Senator Skoufis stood outside an RHP community in New Windsor last November, opposing a rent increase.
December will mark 12 years since Aurora Beach-Houck has been living at Huguenot, near Port Jervis.
“And in January, I started experiencing septic issues, backing up into my house, my sink, my showers. It was horrible,” Beach-Houck says.
After much back and forth with the company, their plumber and others, Beach-Houck says, by July, the problem had grown worse.
“So finally in July I called the office. I said, you guys have to something, like there’s a pond of septic out here, like something has to be done. She, they kept begging me not to call the health department so, I was like, you know what? I’m calling the [county] health department because we can’t continue to live like this,” Beach-Houck says. “It’s coming up in my house. It’s all over the yard. So I called the health department. They came out, took pictures. It was a big pond in my yard.”

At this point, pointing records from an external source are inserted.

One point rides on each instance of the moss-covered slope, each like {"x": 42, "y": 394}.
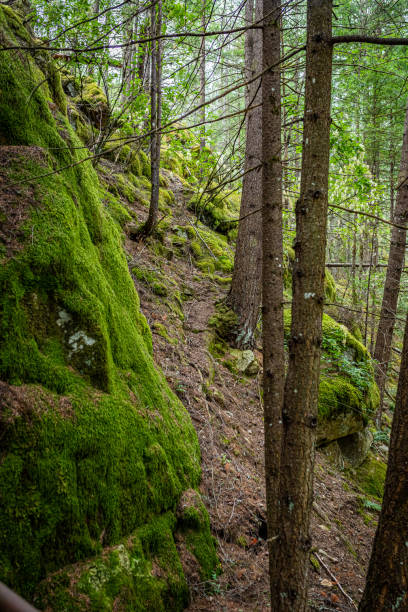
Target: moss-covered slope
{"x": 95, "y": 448}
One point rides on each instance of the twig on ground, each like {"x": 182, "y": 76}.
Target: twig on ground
{"x": 333, "y": 577}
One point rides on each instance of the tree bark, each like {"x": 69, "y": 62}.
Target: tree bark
{"x": 291, "y": 543}
{"x": 155, "y": 125}
{"x": 202, "y": 77}
{"x": 245, "y": 294}
{"x": 128, "y": 64}
{"x": 272, "y": 268}
{"x": 387, "y": 579}
{"x": 386, "y": 324}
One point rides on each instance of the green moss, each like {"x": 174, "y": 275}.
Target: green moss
{"x": 127, "y": 576}
{"x": 211, "y": 251}
{"x": 152, "y": 279}
{"x": 145, "y": 161}
{"x": 172, "y": 160}
{"x": 118, "y": 212}
{"x": 370, "y": 476}
{"x": 194, "y": 524}
{"x": 135, "y": 164}
{"x": 347, "y": 382}
{"x": 219, "y": 212}
{"x": 337, "y": 395}
{"x": 92, "y": 101}
{"x": 95, "y": 446}
{"x": 162, "y": 331}
{"x": 329, "y": 286}
{"x": 224, "y": 323}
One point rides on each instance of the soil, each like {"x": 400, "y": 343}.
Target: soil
{"x": 227, "y": 414}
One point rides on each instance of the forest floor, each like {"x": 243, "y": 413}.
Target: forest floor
{"x": 227, "y": 414}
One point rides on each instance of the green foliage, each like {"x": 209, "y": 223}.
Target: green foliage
{"x": 152, "y": 279}
{"x": 371, "y": 476}
{"x": 95, "y": 446}
{"x": 346, "y": 382}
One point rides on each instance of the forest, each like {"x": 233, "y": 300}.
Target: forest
{"x": 203, "y": 305}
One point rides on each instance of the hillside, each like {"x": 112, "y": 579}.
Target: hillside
{"x": 128, "y": 424}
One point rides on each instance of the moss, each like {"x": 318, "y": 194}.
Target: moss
{"x": 194, "y": 524}
{"x": 219, "y": 212}
{"x": 125, "y": 188}
{"x": 135, "y": 164}
{"x": 337, "y": 395}
{"x": 145, "y": 161}
{"x": 347, "y": 381}
{"x": 118, "y": 212}
{"x": 314, "y": 563}
{"x": 151, "y": 279}
{"x": 329, "y": 286}
{"x": 166, "y": 197}
{"x": 172, "y": 160}
{"x": 127, "y": 576}
{"x": 370, "y": 476}
{"x": 211, "y": 251}
{"x": 95, "y": 446}
{"x": 92, "y": 102}
{"x": 160, "y": 329}
{"x": 224, "y": 323}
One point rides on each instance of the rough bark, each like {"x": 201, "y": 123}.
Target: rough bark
{"x": 290, "y": 547}
{"x": 387, "y": 579}
{"x": 155, "y": 96}
{"x": 128, "y": 64}
{"x": 245, "y": 294}
{"x": 272, "y": 268}
{"x": 202, "y": 77}
{"x": 386, "y": 324}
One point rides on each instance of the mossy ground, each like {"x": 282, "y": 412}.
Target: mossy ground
{"x": 104, "y": 449}
{"x": 347, "y": 377}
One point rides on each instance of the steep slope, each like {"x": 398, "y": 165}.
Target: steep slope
{"x": 96, "y": 450}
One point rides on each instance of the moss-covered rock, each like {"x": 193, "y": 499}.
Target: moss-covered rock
{"x": 92, "y": 102}
{"x": 95, "y": 446}
{"x": 370, "y": 476}
{"x": 348, "y": 395}
{"x": 219, "y": 211}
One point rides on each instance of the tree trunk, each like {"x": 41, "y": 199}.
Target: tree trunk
{"x": 155, "y": 125}
{"x": 386, "y": 324}
{"x": 202, "y": 79}
{"x": 245, "y": 294}
{"x": 387, "y": 579}
{"x": 291, "y": 544}
{"x": 272, "y": 268}
{"x": 128, "y": 67}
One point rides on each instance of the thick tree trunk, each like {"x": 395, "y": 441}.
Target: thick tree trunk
{"x": 272, "y": 268}
{"x": 291, "y": 543}
{"x": 387, "y": 579}
{"x": 128, "y": 67}
{"x": 202, "y": 77}
{"x": 386, "y": 324}
{"x": 245, "y": 294}
{"x": 155, "y": 93}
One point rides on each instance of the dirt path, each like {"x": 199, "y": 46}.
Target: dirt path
{"x": 227, "y": 414}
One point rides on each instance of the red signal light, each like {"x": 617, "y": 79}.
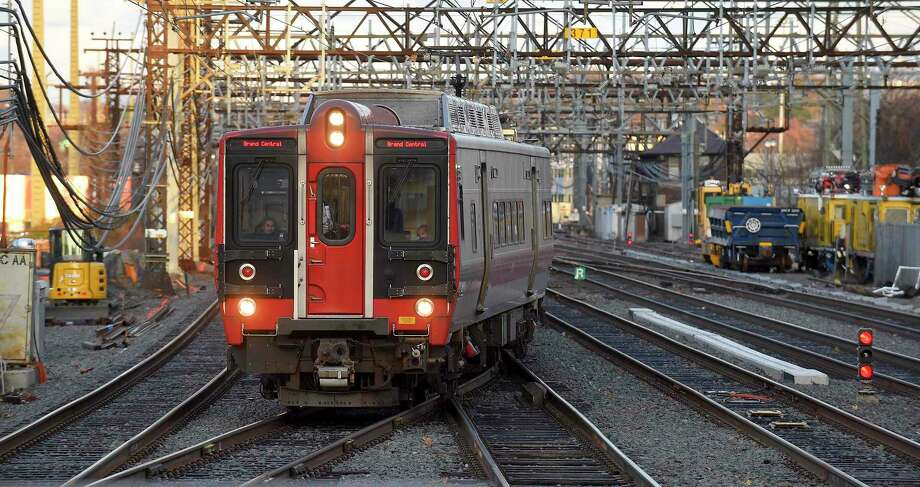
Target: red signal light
{"x": 424, "y": 272}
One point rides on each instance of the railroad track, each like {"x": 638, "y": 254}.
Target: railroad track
{"x": 273, "y": 449}
{"x": 100, "y": 431}
{"x": 267, "y": 445}
{"x": 880, "y": 317}
{"x": 836, "y": 446}
{"x": 829, "y": 353}
{"x": 542, "y": 442}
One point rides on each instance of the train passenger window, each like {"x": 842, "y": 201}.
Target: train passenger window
{"x": 462, "y": 219}
{"x": 473, "y": 226}
{"x": 336, "y": 206}
{"x": 264, "y": 204}
{"x": 896, "y": 215}
{"x": 510, "y": 237}
{"x": 410, "y": 204}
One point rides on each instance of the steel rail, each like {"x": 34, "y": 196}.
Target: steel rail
{"x": 804, "y": 300}
{"x": 78, "y": 407}
{"x": 199, "y": 451}
{"x": 773, "y": 295}
{"x": 802, "y": 355}
{"x": 880, "y": 318}
{"x": 557, "y": 407}
{"x": 905, "y": 446}
{"x": 704, "y": 404}
{"x": 365, "y": 436}
{"x": 885, "y": 355}
{"x": 834, "y": 417}
{"x": 160, "y": 428}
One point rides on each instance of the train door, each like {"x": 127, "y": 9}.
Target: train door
{"x": 535, "y": 233}
{"x": 488, "y": 250}
{"x": 335, "y": 240}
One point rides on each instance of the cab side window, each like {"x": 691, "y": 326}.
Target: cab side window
{"x": 264, "y": 196}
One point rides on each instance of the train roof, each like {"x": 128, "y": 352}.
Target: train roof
{"x": 426, "y": 109}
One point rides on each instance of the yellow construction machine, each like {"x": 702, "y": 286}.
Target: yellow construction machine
{"x": 78, "y": 285}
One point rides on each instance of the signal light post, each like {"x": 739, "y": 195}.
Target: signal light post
{"x": 864, "y": 369}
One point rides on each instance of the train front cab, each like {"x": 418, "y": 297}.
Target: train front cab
{"x": 349, "y": 298}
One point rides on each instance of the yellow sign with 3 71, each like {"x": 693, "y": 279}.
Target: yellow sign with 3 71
{"x": 581, "y": 33}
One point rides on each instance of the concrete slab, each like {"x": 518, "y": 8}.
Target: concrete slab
{"x": 19, "y": 378}
{"x": 772, "y": 367}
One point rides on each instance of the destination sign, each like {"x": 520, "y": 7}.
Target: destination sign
{"x": 261, "y": 144}
{"x": 413, "y": 145}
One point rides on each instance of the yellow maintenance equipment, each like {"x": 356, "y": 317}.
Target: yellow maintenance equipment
{"x": 840, "y": 228}
{"x": 711, "y": 192}
{"x": 79, "y": 284}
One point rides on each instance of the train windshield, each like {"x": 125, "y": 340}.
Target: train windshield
{"x": 263, "y": 193}
{"x": 410, "y": 210}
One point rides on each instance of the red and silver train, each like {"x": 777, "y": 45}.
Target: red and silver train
{"x": 390, "y": 242}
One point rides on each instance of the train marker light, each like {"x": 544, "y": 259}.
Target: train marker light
{"x": 424, "y": 307}
{"x": 424, "y": 272}
{"x": 865, "y": 372}
{"x": 247, "y": 307}
{"x": 247, "y": 272}
{"x": 336, "y": 138}
{"x": 336, "y": 118}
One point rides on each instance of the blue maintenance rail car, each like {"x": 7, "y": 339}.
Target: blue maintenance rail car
{"x": 745, "y": 237}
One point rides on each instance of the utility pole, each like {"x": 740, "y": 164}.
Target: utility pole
{"x": 36, "y": 183}
{"x": 687, "y": 165}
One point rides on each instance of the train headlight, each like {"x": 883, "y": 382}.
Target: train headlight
{"x": 424, "y": 272}
{"x": 247, "y": 307}
{"x": 336, "y": 118}
{"x": 424, "y": 307}
{"x": 336, "y": 138}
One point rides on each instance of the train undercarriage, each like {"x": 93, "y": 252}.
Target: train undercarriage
{"x": 312, "y": 363}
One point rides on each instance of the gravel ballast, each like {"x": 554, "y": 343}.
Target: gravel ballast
{"x": 845, "y": 329}
{"x": 426, "y": 453}
{"x": 240, "y": 405}
{"x": 673, "y": 443}
{"x": 894, "y": 412}
{"x": 74, "y": 370}
{"x": 800, "y": 281}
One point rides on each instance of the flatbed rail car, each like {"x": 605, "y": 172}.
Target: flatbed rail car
{"x": 840, "y": 229}
{"x": 386, "y": 244}
{"x": 745, "y": 237}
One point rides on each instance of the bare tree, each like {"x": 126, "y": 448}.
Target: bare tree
{"x": 899, "y": 128}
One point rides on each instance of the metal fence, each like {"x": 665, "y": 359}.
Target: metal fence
{"x": 896, "y": 244}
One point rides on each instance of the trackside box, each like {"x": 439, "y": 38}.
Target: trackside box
{"x": 16, "y": 288}
{"x": 761, "y": 235}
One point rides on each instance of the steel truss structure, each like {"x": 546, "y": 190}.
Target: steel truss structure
{"x": 585, "y": 78}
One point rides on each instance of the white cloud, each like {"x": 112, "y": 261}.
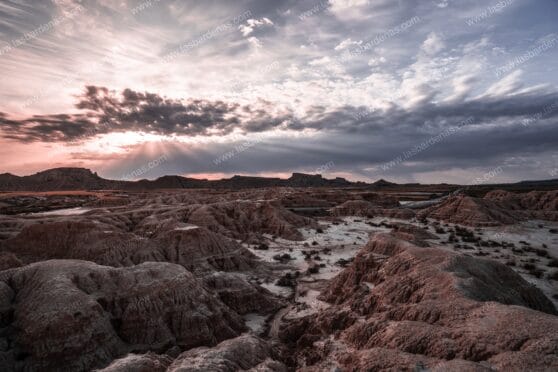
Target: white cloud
{"x": 506, "y": 86}
{"x": 347, "y": 43}
{"x": 376, "y": 61}
{"x": 252, "y": 24}
{"x": 256, "y": 43}
{"x": 433, "y": 44}
{"x": 337, "y": 5}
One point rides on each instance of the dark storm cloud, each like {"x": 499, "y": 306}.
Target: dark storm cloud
{"x": 103, "y": 111}
{"x": 106, "y": 112}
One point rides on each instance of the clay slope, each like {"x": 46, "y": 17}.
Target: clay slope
{"x": 76, "y": 315}
{"x": 368, "y": 209}
{"x": 242, "y": 220}
{"x": 402, "y": 307}
{"x": 535, "y": 204}
{"x": 534, "y": 200}
{"x": 466, "y": 210}
{"x": 194, "y": 248}
{"x": 244, "y": 353}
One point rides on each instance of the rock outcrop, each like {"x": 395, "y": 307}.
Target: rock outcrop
{"x": 76, "y": 315}
{"x": 365, "y": 208}
{"x": 194, "y": 248}
{"x": 399, "y": 306}
{"x": 239, "y": 354}
{"x": 535, "y": 204}
{"x": 242, "y": 220}
{"x": 466, "y": 210}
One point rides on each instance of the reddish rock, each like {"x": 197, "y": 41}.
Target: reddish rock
{"x": 466, "y": 210}
{"x": 427, "y": 308}
{"x": 240, "y": 220}
{"x": 365, "y": 208}
{"x": 239, "y": 354}
{"x": 76, "y": 315}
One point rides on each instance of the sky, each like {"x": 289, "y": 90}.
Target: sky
{"x": 457, "y": 91}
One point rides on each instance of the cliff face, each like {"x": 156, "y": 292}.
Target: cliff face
{"x": 398, "y": 306}
{"x": 75, "y": 315}
{"x": 66, "y": 179}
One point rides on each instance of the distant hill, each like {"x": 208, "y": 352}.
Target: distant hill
{"x": 67, "y": 179}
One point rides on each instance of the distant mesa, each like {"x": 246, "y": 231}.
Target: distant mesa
{"x": 65, "y": 179}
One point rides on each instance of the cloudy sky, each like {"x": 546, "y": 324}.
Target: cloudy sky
{"x": 406, "y": 90}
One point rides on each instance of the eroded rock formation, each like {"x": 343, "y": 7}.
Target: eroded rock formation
{"x": 399, "y": 306}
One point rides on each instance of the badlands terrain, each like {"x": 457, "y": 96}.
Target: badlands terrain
{"x": 276, "y": 275}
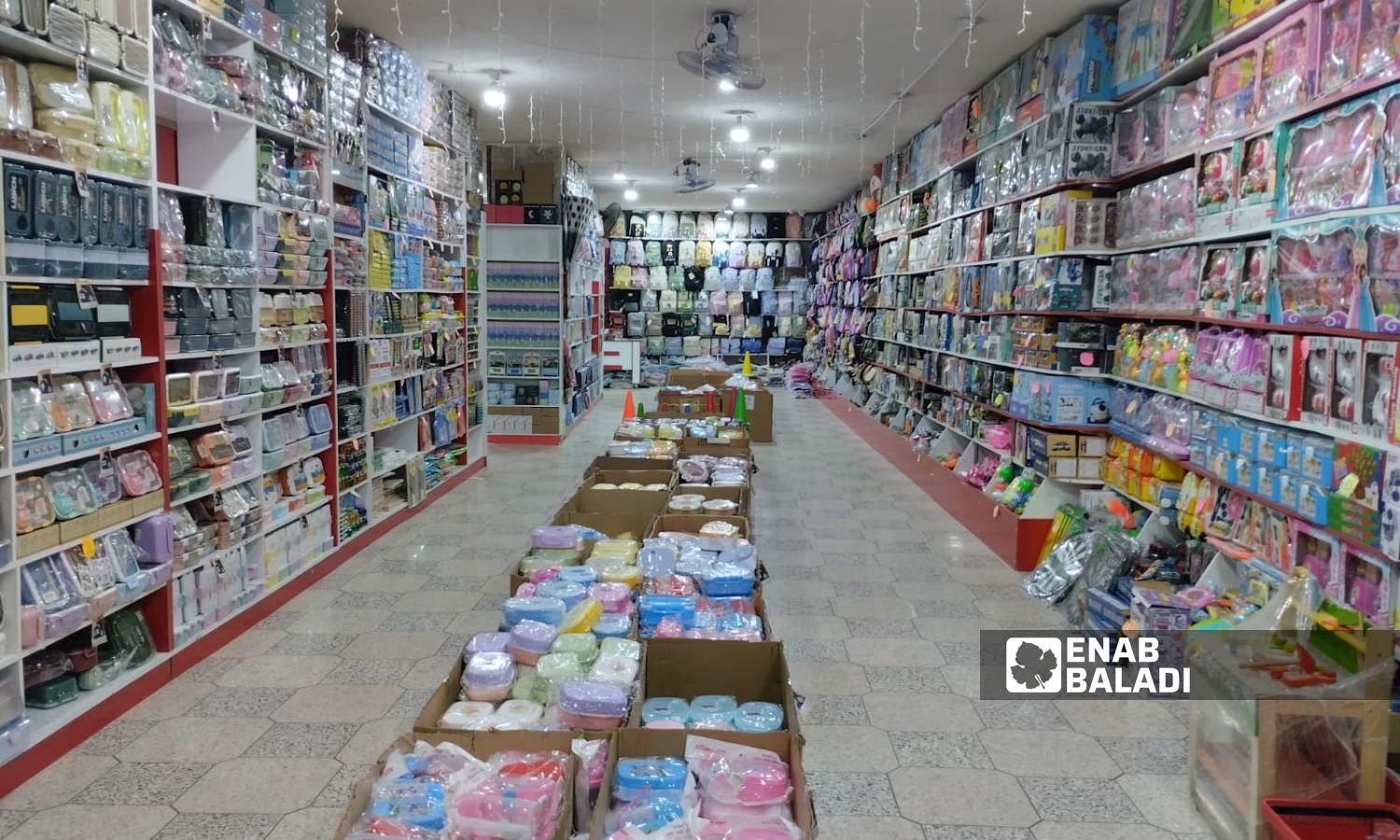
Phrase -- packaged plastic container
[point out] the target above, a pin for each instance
(591, 706)
(713, 711)
(570, 594)
(549, 610)
(584, 646)
(612, 626)
(529, 640)
(487, 677)
(468, 714)
(581, 616)
(664, 708)
(664, 776)
(758, 716)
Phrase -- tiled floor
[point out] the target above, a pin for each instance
(875, 590)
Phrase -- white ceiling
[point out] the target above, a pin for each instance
(641, 108)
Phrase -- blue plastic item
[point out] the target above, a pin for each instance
(758, 716)
(549, 610)
(665, 708)
(582, 576)
(612, 626)
(570, 594)
(651, 609)
(660, 775)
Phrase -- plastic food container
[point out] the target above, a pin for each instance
(582, 646)
(570, 594)
(758, 717)
(610, 626)
(468, 714)
(618, 671)
(529, 640)
(713, 711)
(664, 708)
(664, 776)
(549, 610)
(615, 598)
(487, 677)
(553, 537)
(591, 705)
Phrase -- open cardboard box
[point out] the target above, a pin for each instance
(692, 523)
(736, 495)
(688, 668)
(426, 725)
(638, 744)
(612, 462)
(482, 745)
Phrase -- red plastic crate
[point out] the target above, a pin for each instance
(1316, 819)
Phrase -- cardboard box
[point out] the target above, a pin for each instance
(616, 501)
(636, 744)
(691, 666)
(482, 745)
(692, 524)
(609, 462)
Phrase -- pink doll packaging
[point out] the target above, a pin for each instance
(1316, 398)
(1377, 386)
(1380, 300)
(1338, 44)
(1347, 363)
(1288, 62)
(1234, 91)
(1329, 160)
(1368, 587)
(1315, 276)
(1321, 554)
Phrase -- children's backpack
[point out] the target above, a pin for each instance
(758, 226)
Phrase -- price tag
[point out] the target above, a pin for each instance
(87, 296)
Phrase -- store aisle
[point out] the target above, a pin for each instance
(876, 593)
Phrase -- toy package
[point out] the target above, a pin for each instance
(1329, 160)
(1377, 385)
(1288, 61)
(1315, 276)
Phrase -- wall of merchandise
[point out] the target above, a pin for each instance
(1153, 254)
(708, 285)
(241, 329)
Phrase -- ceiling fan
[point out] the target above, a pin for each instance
(717, 55)
(689, 176)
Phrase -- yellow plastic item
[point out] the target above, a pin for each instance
(581, 618)
(621, 574)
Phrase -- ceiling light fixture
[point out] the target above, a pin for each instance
(495, 95)
(739, 132)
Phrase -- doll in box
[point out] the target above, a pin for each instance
(1368, 587)
(1377, 385)
(1330, 159)
(1321, 554)
(1287, 64)
(1340, 38)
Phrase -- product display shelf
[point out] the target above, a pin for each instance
(206, 156)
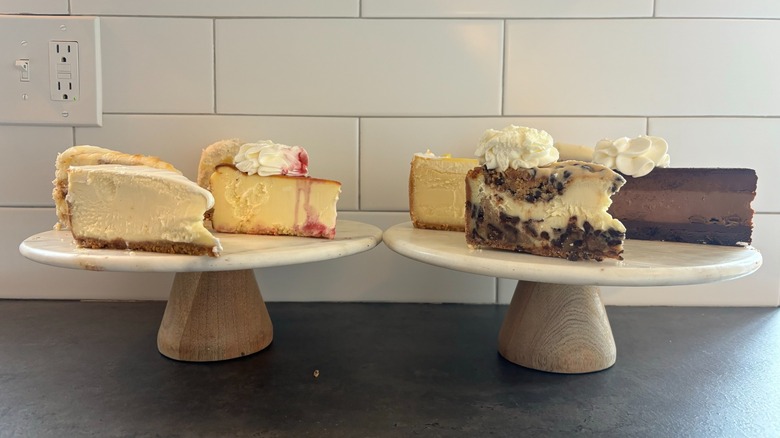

She retained an attorney from Legal Services of the Hudson Valley. Beach-Houck says the pipe at issue is under her youngest daughter’s bedroom, and the room is unusable because of the stench.
“I have two children. My oldest daughter has health issues. She has a part of her immune system that’s missing, so she gets sick with the drop of a dime,” Beach-Houck says. “So the fact that she’s been breathing this waste in for nine-and-a-half months, I have to take my kids to doctors, I have to take my kids to be examined and have blood work and have them checked because there could be something going on. There could be stuff that I don’t know that’s going on, especially my older one with her health condition. Like do you care, do you guys care at all?”
In a statement RHP Properties President Joel Brown says, “We are in the process of replacing the sewer septic system for affected homes in the community and are awaiting the Health Department’s approval before the final repairs can be made. While the current system is operational, we recognize the need to replace it and will do so within the timeframe that was initially communicated to residents.”
Senator Metzger says several residents have reached out to her about maintenance problems. Then there’s the rent increase. Her 42nd District is a largely rural district in the Hudson Valley and Catskills where manufactured housing communities are one of the main affordable housing options available for senior citizens, veterans and others living on a fixed or modest income. The rent increase is for the lot that contains the home.
“The residents, they legitimately ask, what are we being, what is this increase for? What exactly is it paying for, because they’re not seeing the improvements,” says Metzger.
“The rent goes up every year. I will be getting my new lease, it usually comes October and it usually goes in effect the end of December, so January of the new year it will go in effect,” says Beach-Houck. “It usually goes up every year between $30 and $50.”
RHP is the nation's largest privately-held owner and operator of manufactured home communities in the U.S. New York state law states that rents may not increase more than 3 percent a year, but allows for up to 6 percent when the landlord’s expenses have increased in certain categories such as property taxes or capital improvements. Again, Metzger:
“The company has provided no justification for this increase over 3 percent, and it’s quite clear that they’re not even taking care of basic maintenance, let alone major capital improvements in the property,” Metzger says.
RHP’s Brown addresses the rent increase in his statement saying, “The rent increase is within accordance of current law and is necessary as we continue to reinvest in the community and provide a high level of service and quality lifestyle to our residents.”
Beach-Houck says she likes the place, has paid her rent on time, hasn’t caused or experienced problems prior, and is now soured by the situation. If the septic problem isn’t remedied, Beach-Houck says she may be forced to move at a time when there are few affordable options in the area.
“When is this going to get done. I have to worry about, come winter time, I might have to leave my home because I’m going to be dealing with a lot of issues and problems because this pipe is going to cause a lot of issues and problems,” says Beach-Houck. “So now I’m worried with my kids going back to school, having to do online schooling. Where am I going with my kids, my dog and my bunny?”
Metzger says she has not yet heard from Brown or anyone else at RHP. Brown says he will be reaching out to Senator Metzger to discuss questions and comments that she may have.